2. Materials and Methods

2.1. Study Region

The Euphrates River is the longest in western Asia and has Turkey’s highest productivity and water potential. The majority of the river located in the Turkish territory determines the border of Adıyaman and Gaziantep provinces and passes through Syrian territory and joins in the Persian Gulf. The most critical water resources of the Euphrates are the Tohma, Peri, Karasu, Munzur, Çaltı and Murat streams. Its total length reaches 2800 km within the borders of Turkey (Figure 1). The river regime is more regular than the other streams in Turkey. It carries an average of 30 billion m³ of water annually. It receives 80% of the water it carries from above the Keban dam [34].

2.2. Datasets and Pre-Processing

Long-term 20-year streamflow data were obtained from daily flow measurement stations (FMSs) Beyderesi-Kilayak (E21A31) and Yazıköy (E21A24), shown in Figure 1, which were selected according to the conditions of being on different branches (further upstream) of the Euphrates. These differences are useful in the prediction of river flow regimes. The locations of the stations on the Euphrates River are given with geographical coordinates in Table 1.

River flow increases significantly in the downstream direction due to surface, subsurface and karst groundwater contributions. As shown in Figure 2, during the observation period, the lowest and highest flows of both stations upstream of the river were 0.44 m³/s and 37.8 m³/s, respectively. Considering the streamflow at Yazıköy FMS, the lowest streamflow was observed to be 1.61 m³/s in 2014 and the highest streamflow was observed to be 37.6 m³/s in 2015. Considering the daily streamflow at the Kılayak FMS, the lowest streamflow was observed in 2016 at 0.44 m³/s and the highest streamflow was observed to be 37.8 m³/s in 2010. The highest streamflow was observed for both stations in the March–May period.
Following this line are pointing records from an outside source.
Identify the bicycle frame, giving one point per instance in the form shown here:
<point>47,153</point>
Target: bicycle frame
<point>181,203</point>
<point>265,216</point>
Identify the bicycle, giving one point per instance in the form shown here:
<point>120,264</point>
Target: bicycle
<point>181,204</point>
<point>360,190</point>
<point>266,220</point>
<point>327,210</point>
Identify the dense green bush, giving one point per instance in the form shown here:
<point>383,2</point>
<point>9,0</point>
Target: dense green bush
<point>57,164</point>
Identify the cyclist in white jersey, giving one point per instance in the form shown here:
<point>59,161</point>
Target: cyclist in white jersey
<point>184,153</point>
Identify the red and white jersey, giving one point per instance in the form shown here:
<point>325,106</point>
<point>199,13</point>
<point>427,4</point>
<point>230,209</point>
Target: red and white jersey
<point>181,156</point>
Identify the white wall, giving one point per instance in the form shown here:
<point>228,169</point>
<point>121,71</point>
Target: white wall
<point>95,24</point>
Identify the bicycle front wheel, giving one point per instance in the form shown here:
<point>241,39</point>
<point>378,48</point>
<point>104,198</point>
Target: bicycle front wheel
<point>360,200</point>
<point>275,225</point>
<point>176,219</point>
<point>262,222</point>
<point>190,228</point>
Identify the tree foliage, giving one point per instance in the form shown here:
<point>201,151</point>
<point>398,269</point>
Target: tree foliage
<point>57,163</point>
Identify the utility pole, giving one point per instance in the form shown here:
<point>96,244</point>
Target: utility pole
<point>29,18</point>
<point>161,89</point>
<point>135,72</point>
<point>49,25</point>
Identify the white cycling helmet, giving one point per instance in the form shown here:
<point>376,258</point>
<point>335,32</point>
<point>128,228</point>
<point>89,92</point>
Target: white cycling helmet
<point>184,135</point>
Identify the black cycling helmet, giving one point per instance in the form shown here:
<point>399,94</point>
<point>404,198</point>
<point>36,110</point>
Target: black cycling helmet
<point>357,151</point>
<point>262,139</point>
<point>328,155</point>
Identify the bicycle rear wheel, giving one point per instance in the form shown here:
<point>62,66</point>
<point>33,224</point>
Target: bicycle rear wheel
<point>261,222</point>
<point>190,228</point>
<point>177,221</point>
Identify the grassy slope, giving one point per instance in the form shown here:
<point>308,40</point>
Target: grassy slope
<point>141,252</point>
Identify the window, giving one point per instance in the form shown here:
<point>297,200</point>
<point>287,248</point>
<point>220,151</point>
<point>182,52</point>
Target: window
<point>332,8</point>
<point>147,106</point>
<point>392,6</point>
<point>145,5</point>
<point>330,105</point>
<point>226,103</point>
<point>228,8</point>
In order to analyze the performance of the hybrid model, initially, Spyder (Python 3.8) was used. In this study, we used the Keras library for training processes and the Deep library to estimate the GA selections. The dataset was directly related to streamflow values for each day. The training process for the proposed method involved 100 epochs for LSTM and a batch size of 8; the optimizer was ADAM and the loss function was MAE. For GA-based selection: the initial population size was 4, the crossover rate was 0.6 and the mutation rate was 0.4 and the number of generations was 10. The performance study used daily flow measurement station data obtained from EIEI (Electrical Works Survey Administration General Directorate). In total, the data consisted of 7304 training days. The data set consisted of a training dataset with 80% of the data and a test dataset with 20%. Furthermore, the hybrid model had two hidden layers. Each layer had 22 memory cells.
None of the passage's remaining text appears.